# Pattern: AI tutor

An EdTech provider operates an AI tutor that helps students through math, reading, and science. The product's value comes from **teaching**, not answering — a tutor that gives away the answer accelerates the assignment but undermines the learning. COPPA and FERPA frame the regulatory bar; the pedagogical dimension is what differentiates the product.

This pattern shows how to evaluate tutor pedagogical quality alongside accuracy and safety.

## What's at stake

| Risk dimension                                              | Magnitude                                            | Framework                         |
| ----------------------------------------------------------- | ---------------------------------------------------- | --------------------------------- |
| Learning-outcome harm from answer-giving instead of guiding | Long-term student-outcome impact                     | Education research                |
| COPPA violation (under-13 users)                            | Per-violation civil penalties                        | COPPA                             |
| FERPA violation (student records in trace bodies)           | Loss of federal funding eligibility, civil penalties | FERPA                             |
| Age-inappropriate content exposure                          | District contract termination, brand damage          | District procurement requirements |
| Accessibility (Section 508 / WCAG)                          | Procurement disqualification                         | Section 508 / WCAG 2.1 AA         |

## The evaluation pattern

A **multi-criteria evaluation** runs against curated tutoring-conversation traces.
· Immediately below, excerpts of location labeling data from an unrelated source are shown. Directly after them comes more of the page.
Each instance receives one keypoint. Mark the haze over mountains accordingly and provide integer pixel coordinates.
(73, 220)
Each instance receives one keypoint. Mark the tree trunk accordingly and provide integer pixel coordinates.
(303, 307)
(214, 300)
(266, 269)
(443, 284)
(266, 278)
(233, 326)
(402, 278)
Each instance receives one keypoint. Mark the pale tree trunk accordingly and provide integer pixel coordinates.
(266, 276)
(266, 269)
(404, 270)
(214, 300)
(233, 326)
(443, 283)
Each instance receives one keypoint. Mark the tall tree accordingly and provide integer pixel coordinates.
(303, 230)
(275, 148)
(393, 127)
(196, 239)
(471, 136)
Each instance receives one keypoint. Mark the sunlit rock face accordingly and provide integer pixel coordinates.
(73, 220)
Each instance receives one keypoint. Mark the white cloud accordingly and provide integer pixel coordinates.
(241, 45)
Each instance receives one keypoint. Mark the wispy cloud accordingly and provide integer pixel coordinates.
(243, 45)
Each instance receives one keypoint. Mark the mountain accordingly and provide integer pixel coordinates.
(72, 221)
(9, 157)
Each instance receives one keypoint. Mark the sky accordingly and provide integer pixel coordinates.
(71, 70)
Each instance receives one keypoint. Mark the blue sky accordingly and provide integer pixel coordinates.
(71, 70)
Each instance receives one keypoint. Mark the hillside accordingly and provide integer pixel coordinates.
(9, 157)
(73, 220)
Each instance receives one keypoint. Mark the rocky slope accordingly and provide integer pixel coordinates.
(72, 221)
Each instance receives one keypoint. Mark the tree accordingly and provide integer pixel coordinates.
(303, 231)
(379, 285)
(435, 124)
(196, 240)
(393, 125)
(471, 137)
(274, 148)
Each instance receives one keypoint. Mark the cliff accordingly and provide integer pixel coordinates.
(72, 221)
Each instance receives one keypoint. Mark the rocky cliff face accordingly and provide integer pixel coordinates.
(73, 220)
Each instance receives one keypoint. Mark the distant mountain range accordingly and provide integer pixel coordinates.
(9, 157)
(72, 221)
1. **Pedagogical-quality judge** (GEPA-tuned against ≥50 educator-labeled examples — scored output, "guide vs. give") — penalize responses that hand the student the answer when the assignment expects the student to derive it.
2. **Subject-accuracy scorer** — math and science answers verified against a deterministic answer key; language and reading answers checked against rubric criteria.
3. **Age-appropriateness judge** (GEPA-tuned against ≥50 examples — scored output) — content matches the age band declared in the user's profile.
4. **PII-redaction scorer** (deterministic regex) — no student-record fields appear in any logged span (FERPA).
5. **Reading-level scorer** — explanations at or below the configured grade level for the student's age band.

> Don't have labels yet? See [Bootstrap a judge before GEPA](https://github.com/LayerLens/gitbook-full/blob/main/08-evaluate/guides/bootstrap-judges.md) for the week-1 setup.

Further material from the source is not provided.